Copyright protection to works in public domain

25th January, 2012

The United States Supreme Court has held that works in public domain were not excluded from copyright protection. In its decision dated 18th January, 2012, the Court held that the 1994 amendment to ensure conformity of copyright laws with the stipulations of Berne Convention does not violate the First Amendment to the United States Constitution. The 1994 amendment restored copyrights in respect of works from Berne Member countries where copyright was in force at the time of accession but did not enjoy copyright protection in US [Golan v. Holder, No. 10-545].  

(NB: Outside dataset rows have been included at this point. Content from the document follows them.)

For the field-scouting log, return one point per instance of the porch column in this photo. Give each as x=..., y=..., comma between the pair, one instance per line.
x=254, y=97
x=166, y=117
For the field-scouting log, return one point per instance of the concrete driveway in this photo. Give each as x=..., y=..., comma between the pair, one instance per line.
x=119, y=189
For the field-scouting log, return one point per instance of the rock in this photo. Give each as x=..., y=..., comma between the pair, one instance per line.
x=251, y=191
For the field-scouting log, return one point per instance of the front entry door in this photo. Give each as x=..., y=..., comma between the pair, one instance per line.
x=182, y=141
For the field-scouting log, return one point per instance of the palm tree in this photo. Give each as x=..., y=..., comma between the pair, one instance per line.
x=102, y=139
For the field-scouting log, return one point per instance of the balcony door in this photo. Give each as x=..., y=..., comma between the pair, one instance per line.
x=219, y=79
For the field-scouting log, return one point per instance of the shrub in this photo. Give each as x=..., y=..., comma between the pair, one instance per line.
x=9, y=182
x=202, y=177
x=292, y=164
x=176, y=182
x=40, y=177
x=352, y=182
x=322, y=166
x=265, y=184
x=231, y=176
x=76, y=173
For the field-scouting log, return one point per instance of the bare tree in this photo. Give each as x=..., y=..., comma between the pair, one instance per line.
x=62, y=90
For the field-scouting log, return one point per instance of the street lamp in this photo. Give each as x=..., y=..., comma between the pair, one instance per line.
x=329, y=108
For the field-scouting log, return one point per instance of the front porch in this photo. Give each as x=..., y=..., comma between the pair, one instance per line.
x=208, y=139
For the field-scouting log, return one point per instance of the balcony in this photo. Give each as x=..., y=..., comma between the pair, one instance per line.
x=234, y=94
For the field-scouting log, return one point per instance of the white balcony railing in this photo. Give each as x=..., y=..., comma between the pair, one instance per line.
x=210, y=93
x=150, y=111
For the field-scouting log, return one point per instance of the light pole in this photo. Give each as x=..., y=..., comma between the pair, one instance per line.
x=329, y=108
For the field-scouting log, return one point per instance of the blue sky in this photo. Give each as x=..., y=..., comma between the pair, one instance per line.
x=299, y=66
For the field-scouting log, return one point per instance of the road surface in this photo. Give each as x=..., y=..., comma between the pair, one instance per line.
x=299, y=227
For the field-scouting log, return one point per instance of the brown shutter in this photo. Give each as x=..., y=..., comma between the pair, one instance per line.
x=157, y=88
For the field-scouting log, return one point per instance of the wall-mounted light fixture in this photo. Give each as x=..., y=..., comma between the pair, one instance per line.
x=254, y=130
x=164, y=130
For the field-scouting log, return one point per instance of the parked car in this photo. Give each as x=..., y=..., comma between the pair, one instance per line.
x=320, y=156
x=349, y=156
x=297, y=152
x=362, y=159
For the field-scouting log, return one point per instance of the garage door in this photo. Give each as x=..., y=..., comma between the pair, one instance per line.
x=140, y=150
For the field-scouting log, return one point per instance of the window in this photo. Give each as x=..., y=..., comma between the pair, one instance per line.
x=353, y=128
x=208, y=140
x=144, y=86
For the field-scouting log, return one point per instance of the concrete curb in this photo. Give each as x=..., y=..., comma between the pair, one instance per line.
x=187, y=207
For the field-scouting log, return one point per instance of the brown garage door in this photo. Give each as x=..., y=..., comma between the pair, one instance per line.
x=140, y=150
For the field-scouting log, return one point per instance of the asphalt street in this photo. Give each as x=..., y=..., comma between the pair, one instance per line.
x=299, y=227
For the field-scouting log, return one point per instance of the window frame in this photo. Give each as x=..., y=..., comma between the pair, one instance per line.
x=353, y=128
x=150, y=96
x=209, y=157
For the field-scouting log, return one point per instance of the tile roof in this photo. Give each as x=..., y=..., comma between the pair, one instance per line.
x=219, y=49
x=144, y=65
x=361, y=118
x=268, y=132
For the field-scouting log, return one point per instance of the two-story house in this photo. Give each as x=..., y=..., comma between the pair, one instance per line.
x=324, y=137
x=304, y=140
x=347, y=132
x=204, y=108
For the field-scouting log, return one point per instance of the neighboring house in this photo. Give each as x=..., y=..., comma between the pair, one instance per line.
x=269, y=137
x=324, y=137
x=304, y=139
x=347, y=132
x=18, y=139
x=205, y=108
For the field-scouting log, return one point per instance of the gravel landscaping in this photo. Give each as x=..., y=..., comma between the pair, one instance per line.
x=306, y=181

The Court held that there was no restriction of right to speech as users of copyrighted material could still avail ‘fair use’ terms for research or education. Also, some restriction on expression is the inherent and intended effect of grant of a copyright. The ruling also observes that it is not only creation of new works which promote science or knowledge, rather dissemination is a better tool for achieving such end. Although post the impugned amendment users would have to acquire right to material at ‘market place’, it would also secure similar rights for US copyright holders in other markets.

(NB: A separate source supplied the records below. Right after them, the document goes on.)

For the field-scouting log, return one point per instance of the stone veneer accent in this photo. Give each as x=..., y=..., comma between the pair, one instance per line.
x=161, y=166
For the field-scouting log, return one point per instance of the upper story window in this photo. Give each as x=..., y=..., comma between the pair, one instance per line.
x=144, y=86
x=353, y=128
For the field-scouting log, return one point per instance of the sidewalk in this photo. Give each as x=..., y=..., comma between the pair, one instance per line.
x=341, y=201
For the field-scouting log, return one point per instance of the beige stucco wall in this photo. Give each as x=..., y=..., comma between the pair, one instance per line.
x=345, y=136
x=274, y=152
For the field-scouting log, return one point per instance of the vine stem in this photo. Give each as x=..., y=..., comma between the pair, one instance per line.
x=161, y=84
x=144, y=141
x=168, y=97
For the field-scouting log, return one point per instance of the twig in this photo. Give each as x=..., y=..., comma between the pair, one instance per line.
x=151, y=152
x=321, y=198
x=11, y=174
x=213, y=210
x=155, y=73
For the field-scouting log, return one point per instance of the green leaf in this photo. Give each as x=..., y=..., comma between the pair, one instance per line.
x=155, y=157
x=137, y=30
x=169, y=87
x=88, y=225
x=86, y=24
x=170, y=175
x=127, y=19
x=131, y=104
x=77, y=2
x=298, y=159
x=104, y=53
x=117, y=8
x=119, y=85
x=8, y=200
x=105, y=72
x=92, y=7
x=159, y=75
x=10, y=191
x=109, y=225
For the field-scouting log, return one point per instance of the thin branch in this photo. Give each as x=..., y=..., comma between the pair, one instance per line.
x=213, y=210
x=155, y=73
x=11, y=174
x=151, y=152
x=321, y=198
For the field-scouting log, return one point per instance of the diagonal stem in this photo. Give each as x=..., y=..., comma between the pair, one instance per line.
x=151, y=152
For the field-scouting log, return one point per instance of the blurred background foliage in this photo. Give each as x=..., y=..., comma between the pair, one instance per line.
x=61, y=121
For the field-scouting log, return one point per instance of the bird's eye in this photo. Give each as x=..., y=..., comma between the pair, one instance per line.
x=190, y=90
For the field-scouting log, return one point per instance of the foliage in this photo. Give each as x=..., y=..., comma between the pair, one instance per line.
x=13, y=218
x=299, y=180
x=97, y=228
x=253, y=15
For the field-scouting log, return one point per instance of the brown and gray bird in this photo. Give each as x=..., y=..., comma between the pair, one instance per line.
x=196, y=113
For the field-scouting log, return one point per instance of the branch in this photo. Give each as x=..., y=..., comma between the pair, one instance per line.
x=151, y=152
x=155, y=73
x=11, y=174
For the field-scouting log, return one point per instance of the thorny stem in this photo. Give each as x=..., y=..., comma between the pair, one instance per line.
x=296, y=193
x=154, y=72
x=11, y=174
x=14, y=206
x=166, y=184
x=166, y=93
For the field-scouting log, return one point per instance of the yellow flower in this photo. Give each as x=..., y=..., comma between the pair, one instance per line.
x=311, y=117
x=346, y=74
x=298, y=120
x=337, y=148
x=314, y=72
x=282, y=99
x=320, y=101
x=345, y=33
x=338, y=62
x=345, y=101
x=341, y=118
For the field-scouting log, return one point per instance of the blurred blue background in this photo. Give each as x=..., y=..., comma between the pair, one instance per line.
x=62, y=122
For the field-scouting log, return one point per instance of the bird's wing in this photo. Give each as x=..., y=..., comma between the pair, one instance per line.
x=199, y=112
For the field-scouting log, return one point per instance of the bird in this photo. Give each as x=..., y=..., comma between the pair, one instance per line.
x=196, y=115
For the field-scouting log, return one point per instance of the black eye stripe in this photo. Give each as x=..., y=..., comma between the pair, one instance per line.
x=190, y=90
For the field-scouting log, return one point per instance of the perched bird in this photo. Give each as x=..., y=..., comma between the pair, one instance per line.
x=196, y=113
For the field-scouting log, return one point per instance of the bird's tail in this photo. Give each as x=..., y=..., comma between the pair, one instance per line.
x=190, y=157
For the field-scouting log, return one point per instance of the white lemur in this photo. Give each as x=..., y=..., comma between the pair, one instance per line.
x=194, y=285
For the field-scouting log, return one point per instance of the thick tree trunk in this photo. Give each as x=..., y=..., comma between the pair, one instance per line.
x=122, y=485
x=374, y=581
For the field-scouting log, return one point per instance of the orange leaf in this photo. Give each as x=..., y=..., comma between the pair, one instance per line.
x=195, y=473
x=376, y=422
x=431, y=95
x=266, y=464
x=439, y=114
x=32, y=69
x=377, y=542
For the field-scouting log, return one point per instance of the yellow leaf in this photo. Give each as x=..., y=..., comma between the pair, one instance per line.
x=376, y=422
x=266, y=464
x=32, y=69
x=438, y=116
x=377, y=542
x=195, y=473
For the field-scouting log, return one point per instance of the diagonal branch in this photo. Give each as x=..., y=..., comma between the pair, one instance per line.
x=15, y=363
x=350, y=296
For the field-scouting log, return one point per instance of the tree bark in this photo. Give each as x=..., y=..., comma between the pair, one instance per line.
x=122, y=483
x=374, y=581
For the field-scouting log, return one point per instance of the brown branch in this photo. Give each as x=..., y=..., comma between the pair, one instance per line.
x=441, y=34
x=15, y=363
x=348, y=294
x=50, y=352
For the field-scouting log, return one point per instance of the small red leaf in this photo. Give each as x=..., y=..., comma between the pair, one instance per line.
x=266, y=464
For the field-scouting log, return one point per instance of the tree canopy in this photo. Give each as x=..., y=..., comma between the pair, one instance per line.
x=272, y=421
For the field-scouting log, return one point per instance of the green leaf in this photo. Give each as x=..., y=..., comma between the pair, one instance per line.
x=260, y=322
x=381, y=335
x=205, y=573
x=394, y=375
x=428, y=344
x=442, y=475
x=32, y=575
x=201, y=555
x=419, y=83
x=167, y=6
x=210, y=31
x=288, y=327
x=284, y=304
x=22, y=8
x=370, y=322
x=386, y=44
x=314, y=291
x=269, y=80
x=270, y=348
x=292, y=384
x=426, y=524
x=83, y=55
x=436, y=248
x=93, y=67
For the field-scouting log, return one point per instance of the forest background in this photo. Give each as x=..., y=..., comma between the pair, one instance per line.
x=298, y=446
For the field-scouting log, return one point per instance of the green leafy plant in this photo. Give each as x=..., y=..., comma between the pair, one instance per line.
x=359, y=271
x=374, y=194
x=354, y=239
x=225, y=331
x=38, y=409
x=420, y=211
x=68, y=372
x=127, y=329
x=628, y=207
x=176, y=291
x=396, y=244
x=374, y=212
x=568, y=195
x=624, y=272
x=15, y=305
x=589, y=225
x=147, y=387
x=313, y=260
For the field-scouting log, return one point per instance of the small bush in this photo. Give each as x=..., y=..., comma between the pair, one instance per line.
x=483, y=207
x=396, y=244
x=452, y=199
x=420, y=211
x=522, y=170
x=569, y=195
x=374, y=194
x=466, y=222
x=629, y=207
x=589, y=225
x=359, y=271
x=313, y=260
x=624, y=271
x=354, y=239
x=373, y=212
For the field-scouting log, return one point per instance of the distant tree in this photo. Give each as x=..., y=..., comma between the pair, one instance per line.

According to majority view of the Court, the Congress did not exceed its powers under the Copyright Clause to ‘promote progress of science’ by securing limited times (of exclusivity) for authors. Drawing on legislative history and jurisprudence, the Court observed that copyright protection by Copyright Act of 1790 and patent protection [Evans v. Jordan, 9 Cranch 199 (1815)] had been granted in cases where none existed. It noted that the USA was bound to adhere to its obligations under the Berne Convention.

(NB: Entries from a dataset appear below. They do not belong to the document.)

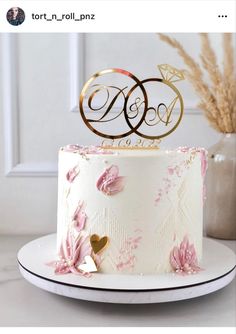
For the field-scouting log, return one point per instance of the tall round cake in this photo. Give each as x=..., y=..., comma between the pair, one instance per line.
x=130, y=211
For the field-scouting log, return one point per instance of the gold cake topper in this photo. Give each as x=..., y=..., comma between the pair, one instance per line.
x=151, y=108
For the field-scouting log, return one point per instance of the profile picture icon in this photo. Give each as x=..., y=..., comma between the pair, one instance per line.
x=15, y=16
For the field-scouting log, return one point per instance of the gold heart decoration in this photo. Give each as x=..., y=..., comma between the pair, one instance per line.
x=97, y=243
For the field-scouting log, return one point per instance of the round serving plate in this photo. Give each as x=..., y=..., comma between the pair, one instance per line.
x=218, y=264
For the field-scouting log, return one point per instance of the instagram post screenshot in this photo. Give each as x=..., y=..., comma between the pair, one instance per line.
x=118, y=165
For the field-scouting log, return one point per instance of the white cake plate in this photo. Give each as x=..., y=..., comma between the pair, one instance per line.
x=218, y=263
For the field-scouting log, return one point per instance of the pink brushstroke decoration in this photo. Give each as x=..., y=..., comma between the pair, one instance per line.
x=126, y=258
x=110, y=183
x=80, y=217
x=183, y=259
x=71, y=255
x=178, y=169
x=72, y=173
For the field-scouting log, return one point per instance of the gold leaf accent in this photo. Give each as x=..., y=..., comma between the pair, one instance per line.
x=97, y=243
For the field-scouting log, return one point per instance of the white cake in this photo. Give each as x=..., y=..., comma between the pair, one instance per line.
x=130, y=211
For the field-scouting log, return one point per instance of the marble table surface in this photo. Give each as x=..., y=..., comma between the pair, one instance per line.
x=23, y=304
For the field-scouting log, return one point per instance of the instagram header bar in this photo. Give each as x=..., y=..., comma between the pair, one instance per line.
x=118, y=16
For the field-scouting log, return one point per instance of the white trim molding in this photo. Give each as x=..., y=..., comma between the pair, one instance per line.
x=77, y=68
x=11, y=112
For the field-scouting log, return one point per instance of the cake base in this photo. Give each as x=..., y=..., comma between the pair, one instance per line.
x=218, y=264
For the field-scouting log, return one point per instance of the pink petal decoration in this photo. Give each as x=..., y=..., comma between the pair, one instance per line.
x=110, y=183
x=80, y=217
x=72, y=173
x=183, y=259
x=71, y=255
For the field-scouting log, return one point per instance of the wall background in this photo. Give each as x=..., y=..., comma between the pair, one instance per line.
x=41, y=76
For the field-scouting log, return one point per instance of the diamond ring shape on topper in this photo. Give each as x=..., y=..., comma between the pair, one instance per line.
x=151, y=108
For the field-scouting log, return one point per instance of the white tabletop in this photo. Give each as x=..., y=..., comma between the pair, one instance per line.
x=23, y=304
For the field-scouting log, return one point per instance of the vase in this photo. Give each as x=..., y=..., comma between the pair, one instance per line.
x=220, y=204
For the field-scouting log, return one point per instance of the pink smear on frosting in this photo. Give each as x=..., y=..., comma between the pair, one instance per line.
x=178, y=169
x=126, y=258
x=183, y=259
x=71, y=255
x=80, y=217
x=72, y=173
x=110, y=183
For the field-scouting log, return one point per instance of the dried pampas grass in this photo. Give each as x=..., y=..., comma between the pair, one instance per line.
x=218, y=99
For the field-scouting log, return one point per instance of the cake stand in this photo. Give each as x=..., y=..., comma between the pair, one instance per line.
x=218, y=263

The dissenting view records that copyright is a monopoly right and restoration of rights rewarding persons like heirs, associations or persons who are not creators of the work unnecessarily raises cost of dissemination. Also it points out that Berne Convention does not require Congress to enact a statute that causes so much damage to public domain material and the US could have availed of the flexibility afforded by Article 18(3) to adopt a less restrictive method of compliance.